Firâsa,
una mirada penetrante
Halil BárcenaLas hagiografías sufíes, que alimentan buena parte de la piedad popular islámica, recogen a menudo numerosas karamât o acciones extraordinarias, milagrosas podríamos decir incluso, llevadas a cabo por aquellos que el Corán denomina awliyâ' o amigos íntimos de Al·lâh, es decir, los maestros sufíes realizados, mal llamados santos sufíes, puesto que en la espiritualidad islámica no existe algo parecido a la santidad, tal como se conoce, por ejemplo, en la tradición cristiana. Según los primeros tratadistas sufíes, Hujwîrî (m. 1071) por ejemplo, todo el sufismo reposa sobre la wilâya o proximidad (en tanto que intimidad) a la divinidad. El walî (pl. awliyâ'), esto es, el amigo íntimo de Al·lâh, es alguien que dada su naturaleza espiritual se dice que vive bajo una protección especial. Dicho de otro modo, el walî y, por extensión, el sufí realizado, no es un hombre poderoso, ya que nada posee, pero sí es un hombre de poder Afirma el texto alcoránico de los que viven en la proximidad divina: "Ciertamente, los amigos de Al·lâh no experimentan temor alguno y no estarán tristes" (10, 62).

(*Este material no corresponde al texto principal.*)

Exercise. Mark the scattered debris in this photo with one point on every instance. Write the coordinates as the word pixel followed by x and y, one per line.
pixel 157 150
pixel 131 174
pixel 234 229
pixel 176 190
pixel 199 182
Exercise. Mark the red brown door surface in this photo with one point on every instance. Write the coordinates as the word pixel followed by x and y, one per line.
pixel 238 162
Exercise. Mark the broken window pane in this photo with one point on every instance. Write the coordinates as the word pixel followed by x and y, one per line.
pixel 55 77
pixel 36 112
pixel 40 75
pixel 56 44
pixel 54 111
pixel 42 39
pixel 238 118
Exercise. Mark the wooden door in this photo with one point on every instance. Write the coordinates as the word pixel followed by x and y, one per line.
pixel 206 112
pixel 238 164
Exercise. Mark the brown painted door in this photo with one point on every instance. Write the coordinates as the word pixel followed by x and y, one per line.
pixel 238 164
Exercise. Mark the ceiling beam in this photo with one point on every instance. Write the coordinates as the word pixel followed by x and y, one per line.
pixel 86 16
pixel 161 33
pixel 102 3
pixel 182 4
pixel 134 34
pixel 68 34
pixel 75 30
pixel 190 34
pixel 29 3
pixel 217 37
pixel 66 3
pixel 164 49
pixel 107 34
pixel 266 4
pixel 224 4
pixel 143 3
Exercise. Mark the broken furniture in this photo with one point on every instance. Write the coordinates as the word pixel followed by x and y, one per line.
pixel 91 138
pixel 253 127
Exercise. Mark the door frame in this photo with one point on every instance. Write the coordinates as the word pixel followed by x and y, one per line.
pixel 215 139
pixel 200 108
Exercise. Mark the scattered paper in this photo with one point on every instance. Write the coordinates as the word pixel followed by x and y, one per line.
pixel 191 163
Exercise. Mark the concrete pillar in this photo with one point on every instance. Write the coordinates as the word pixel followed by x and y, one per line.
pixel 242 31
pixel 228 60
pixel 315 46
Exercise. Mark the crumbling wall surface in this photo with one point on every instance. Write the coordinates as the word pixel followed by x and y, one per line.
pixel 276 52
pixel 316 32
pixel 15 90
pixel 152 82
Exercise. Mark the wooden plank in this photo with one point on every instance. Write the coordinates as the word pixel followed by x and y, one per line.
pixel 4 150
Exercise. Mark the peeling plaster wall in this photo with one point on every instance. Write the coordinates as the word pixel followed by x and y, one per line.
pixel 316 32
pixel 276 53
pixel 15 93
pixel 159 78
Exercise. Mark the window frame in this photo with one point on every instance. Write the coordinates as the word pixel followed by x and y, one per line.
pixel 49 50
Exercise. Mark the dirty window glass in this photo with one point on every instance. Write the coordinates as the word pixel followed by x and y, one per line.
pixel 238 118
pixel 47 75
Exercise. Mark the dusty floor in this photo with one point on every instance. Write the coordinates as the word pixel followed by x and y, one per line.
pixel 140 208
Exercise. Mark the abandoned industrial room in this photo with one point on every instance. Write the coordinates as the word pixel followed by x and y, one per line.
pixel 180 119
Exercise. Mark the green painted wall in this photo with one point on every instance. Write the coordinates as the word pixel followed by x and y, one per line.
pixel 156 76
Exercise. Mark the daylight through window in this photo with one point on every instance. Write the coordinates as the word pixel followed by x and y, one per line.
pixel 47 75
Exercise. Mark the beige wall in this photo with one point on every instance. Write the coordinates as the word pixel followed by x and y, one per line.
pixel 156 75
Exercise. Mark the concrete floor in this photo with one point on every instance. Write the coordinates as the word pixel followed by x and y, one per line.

De entre los poderes atribuidos a los awliyâ', recogidos en las obras hagiográficas sufíes, destacamos lo que en árabe se conoce como firâsa, que la islamóloga Annemarie Schimmel tradujo por "cardiognosia" o lectura del corazón. En efecto, el sabio sufí, en virtud de su proximidad a Al·lâh, esto es, de su grado de desarrollo espiritual, es capaz de ver en el interior del corazón del discípulo (o de cualquiera que se muestre ante él). Los primeros tratadistas sufíes aseguraban que el verdadero sufí es capaz de ver más allá del velo de las apariencias dado que, como afirma Mawlânâ Rûmî (m. 1273): "Ese ve gracias a la luz de Al·lâh, pues ese es el medio para saber lo que se oculta bajo la piel" (Masnaví I, 3520-21 ).
No cabe duda que el lenguaje de las hagiografías sufíes está profundamente mitologizado, lo cual puede confundir -¡hasta extraviar!- al lector laico de hoy. Pero, hay algo en el concepto de firâsa que debe ser retenido, más allá de su presentación en tanto que milagro, aspecto éste que nos interesa bien poco. En otras palabras, el sufí es quien ve de verdad, quien posee la capacidad de penetrar la realidad con su mirada. Dado que se ha vaciado, que vive desposeído de sí mismo, el sufí, cuando mira, ve la realidad, cosas y personas, tal como son. La del sufí es una mirada que no juzga, sino que describe lo que hay, más allá de las simples apariencias, en las que se enreda y enzarza la mirada vulgar; la suya es, pues, una mirada objetiva, y ya se sabe que ser objetivo es morir un poquito a sí mismo.
El ser interior del sufí es como un espejo bruñido, de tal modo que los hechos, cosas y personas se reflejan en él tal como son. De ahí que al sufí no se le escape nada. Ese y no otro es el secreto, el milagro incluso, que se esconde tras la mirada del sufí, que ve porque en su interior no hay nada, con lo que todo puede reflejarse en él sin distorsión alguna. Por el contrario, quien vive enredado en la maraña de sus emociones cambiantes es incapaz de ver nada, más allá de la corteza de las cosas, pues sus ojos están enturbiados. La mirada del sufí es penetrante, de acuerdo, pero ¿es triste también? A veces, podría serlo; y la razón es que él es el único capaz de ver la necedad humana tras el velo de las falsas apariencias, el fondo de egoísmo e hipocresía que subyace a tantos actos bienintencionados, tantas palabras grandilocuentes e hinchadas de trascendentalismo (¡amor, amistad, espiritualidad, sin ir más lejos!), pero a la postre hueras. Es de suponer que por todo ello un viejo derviche persa, cuyo nombre tanto da ahora, dijera una vez que ver es sufrir. Y es que el precio de la visión, el de la lucidez implacable, es muy alto.